As an Islamic Estate Planning Attorney, I am interested in family dynamics. A particular set up dynamics may come up when a family member decides to leave Islam. If you are a believing Muslim parent, part of your worship to Allah is how you raise your children. You obviously hope, pray and actively work for them being Muslim as they grow up, and carrying forward your values, at least the best of you. Islam is important to you, at least I am assuming this since you are here.
This is where family dynamics come in. See, many parents are disappointed with their grown children. Many grown children are similarly disappointed with their parents (or sometimes one of them). Sure, a parent’s angst may have to do with who they married (this happens frequently); it may have to do with their chosen profession (less likely a problem).
The most tragic disappointment for many parents, though usually does not result in a cut-off of relations (and never should!), is when an adult child decides Islam is not for them.
A murtad (the word for someone who leaves Islam) child can bring an enormous sense of loss to parents. Where did they go wrong, they will wonder.
Of course, I often think about my clients or people related to my clients, colleagues, and others. Muslim families can be quite impressive. As a parent myself, I wonder about what the secret sauce is for raising successful children. By successful, I do not mean in terms of social status or wealth. Those are cool too. I mean their values.
I have come across a few situations:
- A mother is on her deathbed. One son is trying to get his mother to say the shahadah. The other is on the other side of her bed, trying to get her to accept Jesus Christ as her Lord and savior. She cannot speak on her deathbed.
- An older man needs to disinherit his child because his son, who has reached midlife with Muslim children and a Muslim wife, decides to leave Islam.
- A “confirmed bachelor” made his life in America through old age but is barely in touch with his family. He leaves very little to them (he does not have to follow the Islamic Rules of Inheritance), giving most to charity. He wants to be buried the “Muslim way”- not as a Muslim, mind you, but quickly. Nobody is better at burial than Muslims.
You [Prophet] cannot guide everyone you love to the truth; it is God who guides whoever He will: He knows best those who will follow guidance. -Quran 28:56.

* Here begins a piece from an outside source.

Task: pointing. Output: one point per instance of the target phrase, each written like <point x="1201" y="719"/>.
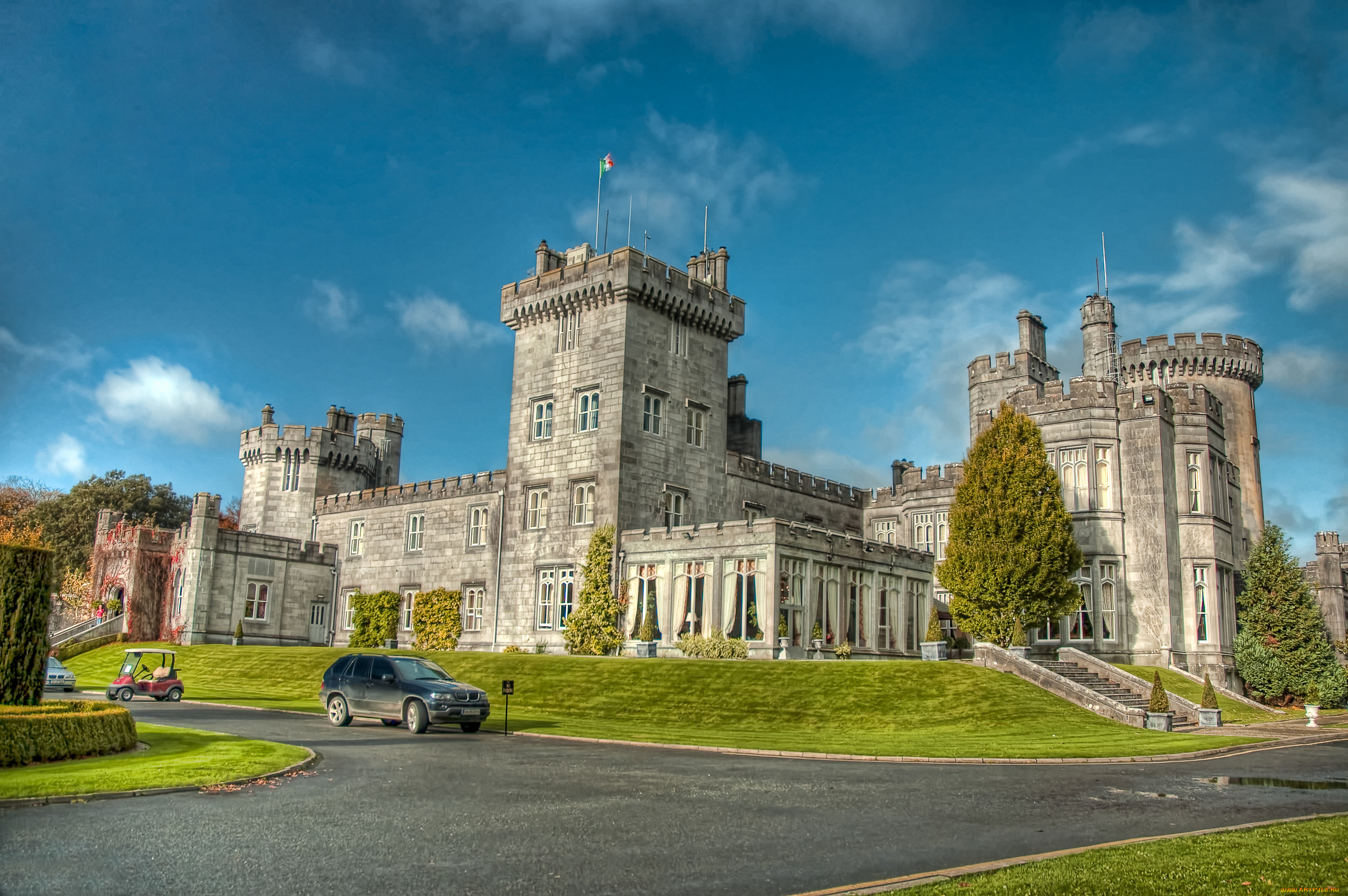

Prophets failed to penetrate the hearts of their family members and tribes before. This scenario happened over and over again. Guidance comes from Allah. No Prophet of Allah, no king or dictator, can guide anyone Allah has not chosen for guidance. No matter how gifted a parent or how many books, blog posts, YouTube videos, or parenting seminars, you may not be able to change your child’s path. Of course, you do the best you can. Parenting with Ihsan is part of our worship of Allah. Some do this very well and are thriving. Some do this horribly and make lots of mistakes, yet somehow end up with exceptional Muslim adult children.
Our journey is not about other people, even if those other people are your kin. It is about you and how you fulfill your responsibilities (which includes the Islamic Rules of Inheritance, by the way). You should also know that failure to be a Muslim does not mean a family member is a bad person; misguided people can be charming, polite, and perhaps successful in every other way. They can be good to their parents and their community. As tragic as it may be to have a family member who left Islam, remember these three principles:
Principle 1: Never, ever, ever cut off family ties. That does not mean you need to be in touch all the time, lend money whenever asked, or put up with verbal or physical abuse. It does mean you should leave a door open. Your relationship with your family is part of your worship.
Principle 2: Non-Muslims do not get an inheritance in Islam. In many instances, parents simply assume their children are non-Muslim. It may be because of some “statement of Kufr” or things other family members said. It is often because of something else, like who they married or political views (plenty of shockingly bad things are not necessarily kufr).
Principle 3: There are other ways to pass on wealth to Non-Muslim family members. A lifetime gift is one; Wasiyyah is another.